Boucle sans fin ou possible sortie de crise ?

Mais d’une façon générale, l’opinion telle qu’elle est présentée ici par le collectif StopDRM n’en est pas moins intéressante et légitime, en tant qu’elle est largement représentative de la perception de la position d’Apple qui est celle d’une partie de la technosphère française, assez largement reprise par les media grand-public.

Pourtant qu’on le veuille ou non, c’est la crispation des Majors et leur volonté d’imposer à tout prix des verrous numériques qui a contraint Apple à accepter en dernier recours un système de DRM dont elle ne voulait pas pour son kiosque en ligne… pas plus d’ailleurs que les autres détaillants (voir la dépêche). Sur un marché encore à inventer où le principal concurrent était le peer-to-peer avec une offre on ne peut plus lisible “gratuite, quasi-inépuisable et sans restriction d’aucune sorte”, il eut été suicidaire de compliquer inutilement les choses avec des morceaux à DRM et d’autres sans, alors qu’il y a à peine 2 ans, peu de gens savaient que l’on pouvait télécharger “légalement”.
C’est là qu’il faut chercher la clé principale de l’intransigeance de Jobs sur le prix unique des morceaux, mais également sur l’application de FairPlay à l’ensemble de la production indépendante vendue sur l’iTunes Store, avant le “verrouillage” des fichiers M4p à l’iPod…

En ce qui concerne la position des indépendants américains vis à vis de l’iTunes Store et de l’interopérabilité, voir le compte-rendu de l’audition à la chambre des représentants américaine consacrée à ce problème (voir la chronique du 11 avril 2005). En ce qui concerne eMusic, on notera simplement que son arrivée en Europe date de septembre 2006, avec un catalogue exclusivement constitué d’indépendants ; quand 70 à 80% du marché de la musique est toujours – mais pour combien de temps ? – assuré par le catalogue des Majors. Le positionnement des Indés et de leurs détaillants procède tout autant d’une stratégie de démarcation, de “niche” vis-à-vis de la concurrence des “gros” que d’une démarche militante.

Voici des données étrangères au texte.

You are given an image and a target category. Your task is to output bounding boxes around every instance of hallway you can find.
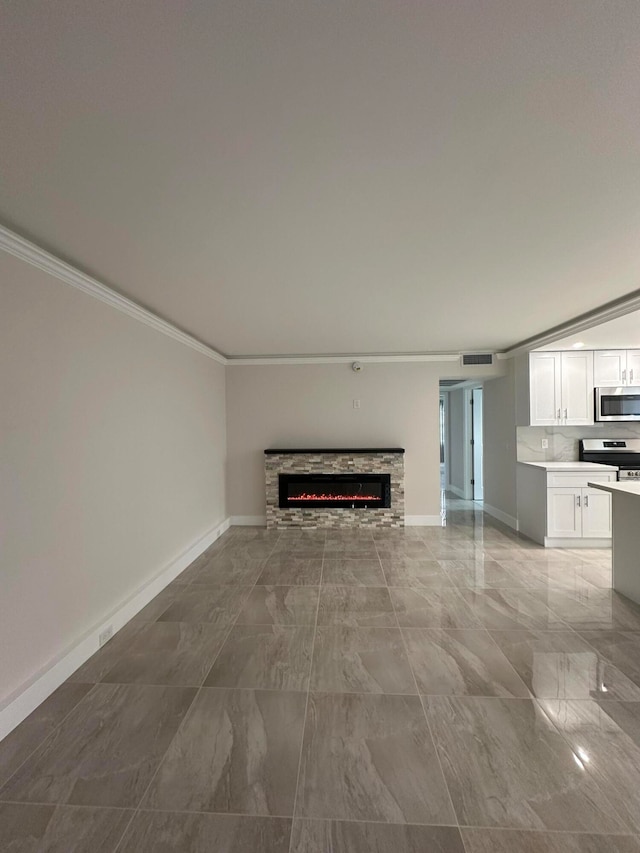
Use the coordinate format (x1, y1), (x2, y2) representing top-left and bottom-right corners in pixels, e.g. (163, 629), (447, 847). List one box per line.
(0, 500), (640, 853)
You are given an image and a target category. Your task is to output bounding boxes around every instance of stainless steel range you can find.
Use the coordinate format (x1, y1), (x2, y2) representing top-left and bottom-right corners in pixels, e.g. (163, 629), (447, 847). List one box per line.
(580, 438), (640, 481)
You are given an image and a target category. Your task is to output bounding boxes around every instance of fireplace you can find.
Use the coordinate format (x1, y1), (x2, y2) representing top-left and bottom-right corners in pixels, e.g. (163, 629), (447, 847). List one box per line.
(278, 473), (391, 510)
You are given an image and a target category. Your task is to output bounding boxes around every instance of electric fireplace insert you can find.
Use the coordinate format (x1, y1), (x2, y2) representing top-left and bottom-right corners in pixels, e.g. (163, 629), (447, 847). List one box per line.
(278, 474), (391, 509)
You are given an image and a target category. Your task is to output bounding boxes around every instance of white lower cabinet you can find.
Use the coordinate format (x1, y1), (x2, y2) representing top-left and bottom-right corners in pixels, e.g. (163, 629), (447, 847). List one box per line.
(547, 486), (611, 539)
(516, 463), (616, 548)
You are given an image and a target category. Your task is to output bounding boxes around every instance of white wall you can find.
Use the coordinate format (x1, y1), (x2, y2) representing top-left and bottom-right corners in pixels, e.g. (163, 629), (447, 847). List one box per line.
(227, 363), (442, 517)
(483, 359), (516, 526)
(0, 253), (226, 708)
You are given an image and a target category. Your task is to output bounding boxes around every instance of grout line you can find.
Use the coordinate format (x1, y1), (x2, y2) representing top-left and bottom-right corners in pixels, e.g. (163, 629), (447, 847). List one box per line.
(0, 681), (99, 789)
(288, 550), (325, 853)
(113, 536), (280, 853)
(383, 569), (462, 835)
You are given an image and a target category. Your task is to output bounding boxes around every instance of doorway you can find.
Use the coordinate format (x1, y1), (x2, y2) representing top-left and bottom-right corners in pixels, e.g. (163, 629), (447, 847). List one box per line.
(439, 379), (484, 501)
(470, 388), (484, 501)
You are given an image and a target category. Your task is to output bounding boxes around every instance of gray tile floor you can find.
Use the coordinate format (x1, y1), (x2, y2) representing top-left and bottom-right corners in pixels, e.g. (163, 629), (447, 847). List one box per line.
(0, 501), (640, 853)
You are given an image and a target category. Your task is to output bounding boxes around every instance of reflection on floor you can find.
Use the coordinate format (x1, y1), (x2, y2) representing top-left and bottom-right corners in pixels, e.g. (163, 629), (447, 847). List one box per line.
(0, 500), (640, 853)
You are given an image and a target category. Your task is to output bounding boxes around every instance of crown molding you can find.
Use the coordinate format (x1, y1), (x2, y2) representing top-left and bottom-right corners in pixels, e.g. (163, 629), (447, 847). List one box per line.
(227, 352), (460, 367)
(0, 225), (512, 366)
(498, 290), (640, 358)
(0, 225), (227, 364)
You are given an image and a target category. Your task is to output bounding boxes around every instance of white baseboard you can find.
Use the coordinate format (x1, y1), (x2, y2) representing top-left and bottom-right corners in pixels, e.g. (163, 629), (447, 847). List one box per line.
(0, 518), (229, 740)
(229, 515), (267, 527)
(404, 515), (442, 527)
(446, 483), (470, 501)
(482, 501), (518, 530)
(544, 536), (611, 548)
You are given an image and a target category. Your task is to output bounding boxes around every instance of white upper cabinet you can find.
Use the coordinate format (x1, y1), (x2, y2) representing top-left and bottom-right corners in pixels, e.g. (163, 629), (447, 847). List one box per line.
(560, 351), (594, 425)
(529, 351), (594, 426)
(627, 349), (640, 385)
(593, 350), (640, 387)
(529, 352), (562, 426)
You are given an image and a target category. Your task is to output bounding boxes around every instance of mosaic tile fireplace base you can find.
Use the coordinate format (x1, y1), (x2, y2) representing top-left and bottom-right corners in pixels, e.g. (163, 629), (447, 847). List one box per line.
(265, 447), (404, 529)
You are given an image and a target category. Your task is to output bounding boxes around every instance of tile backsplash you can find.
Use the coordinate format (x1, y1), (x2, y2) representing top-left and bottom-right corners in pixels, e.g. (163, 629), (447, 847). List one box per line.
(516, 424), (640, 462)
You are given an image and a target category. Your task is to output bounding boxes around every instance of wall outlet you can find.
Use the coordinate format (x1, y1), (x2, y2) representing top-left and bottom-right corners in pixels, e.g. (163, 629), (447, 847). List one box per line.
(98, 625), (113, 648)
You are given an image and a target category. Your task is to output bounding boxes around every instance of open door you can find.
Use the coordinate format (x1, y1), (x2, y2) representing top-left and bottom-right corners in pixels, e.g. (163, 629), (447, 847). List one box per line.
(471, 388), (484, 501)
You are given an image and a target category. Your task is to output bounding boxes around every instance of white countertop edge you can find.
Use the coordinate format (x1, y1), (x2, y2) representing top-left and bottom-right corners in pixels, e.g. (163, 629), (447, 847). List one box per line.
(588, 482), (640, 498)
(518, 461), (618, 473)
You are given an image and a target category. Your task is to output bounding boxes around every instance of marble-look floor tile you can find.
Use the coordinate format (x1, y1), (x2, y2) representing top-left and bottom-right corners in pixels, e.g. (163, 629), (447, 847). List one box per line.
(322, 557), (386, 586)
(461, 829), (640, 853)
(291, 818), (464, 853)
(191, 553), (265, 586)
(0, 684), (196, 808)
(158, 586), (252, 627)
(539, 589), (640, 631)
(102, 622), (228, 687)
(132, 583), (179, 622)
(296, 693), (455, 825)
(389, 587), (482, 629)
(460, 589), (567, 631)
(0, 682), (92, 787)
(382, 557), (452, 589)
(237, 586), (320, 625)
(218, 540), (277, 562)
(257, 554), (322, 586)
(580, 631), (640, 698)
(311, 625), (416, 693)
(205, 625), (313, 690)
(318, 586), (397, 628)
(118, 812), (291, 853)
(423, 696), (629, 833)
(540, 699), (640, 832)
(0, 803), (133, 853)
(491, 631), (640, 709)
(271, 542), (324, 560)
(142, 688), (306, 817)
(323, 539), (378, 560)
(67, 621), (147, 684)
(439, 560), (544, 589)
(402, 628), (529, 698)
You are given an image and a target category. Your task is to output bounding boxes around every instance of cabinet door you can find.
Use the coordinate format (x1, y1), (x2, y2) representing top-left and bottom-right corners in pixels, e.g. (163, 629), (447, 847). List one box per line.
(547, 488), (580, 539)
(560, 352), (594, 425)
(627, 349), (640, 385)
(582, 489), (611, 539)
(593, 350), (628, 387)
(529, 352), (561, 426)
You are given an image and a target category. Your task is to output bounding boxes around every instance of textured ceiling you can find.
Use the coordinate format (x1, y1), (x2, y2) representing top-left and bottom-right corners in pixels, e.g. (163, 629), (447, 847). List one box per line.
(0, 0), (640, 355)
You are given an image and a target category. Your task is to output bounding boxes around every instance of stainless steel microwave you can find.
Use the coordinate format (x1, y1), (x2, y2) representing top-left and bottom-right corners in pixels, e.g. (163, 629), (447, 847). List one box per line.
(595, 385), (640, 421)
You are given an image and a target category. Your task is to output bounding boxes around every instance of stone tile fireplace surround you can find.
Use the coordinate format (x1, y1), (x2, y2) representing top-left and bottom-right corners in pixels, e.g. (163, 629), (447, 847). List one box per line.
(264, 447), (404, 529)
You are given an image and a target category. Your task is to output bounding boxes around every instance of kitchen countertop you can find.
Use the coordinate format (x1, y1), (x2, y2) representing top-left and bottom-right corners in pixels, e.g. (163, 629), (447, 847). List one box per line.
(589, 482), (640, 497)
(518, 462), (618, 473)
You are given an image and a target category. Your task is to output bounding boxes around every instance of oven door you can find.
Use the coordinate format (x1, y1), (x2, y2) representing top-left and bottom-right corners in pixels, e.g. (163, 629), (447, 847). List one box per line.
(618, 466), (640, 483)
(595, 385), (640, 421)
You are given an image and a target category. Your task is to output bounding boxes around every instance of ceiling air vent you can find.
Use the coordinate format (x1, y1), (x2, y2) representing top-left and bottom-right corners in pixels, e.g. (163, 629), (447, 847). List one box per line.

De même, si divers indices montrent que la position des-Majors n’est pas inébranlable sur le chapitre des DRM, et pas seulement chez EMI, encore fallait-il provoquer un débat et faire avancer la réflexion… tout en pesant sur les négociations en cours qui porteront également sur ce point. C’est également-là toute l’ambiguïté de la démarche de Steve Jobs.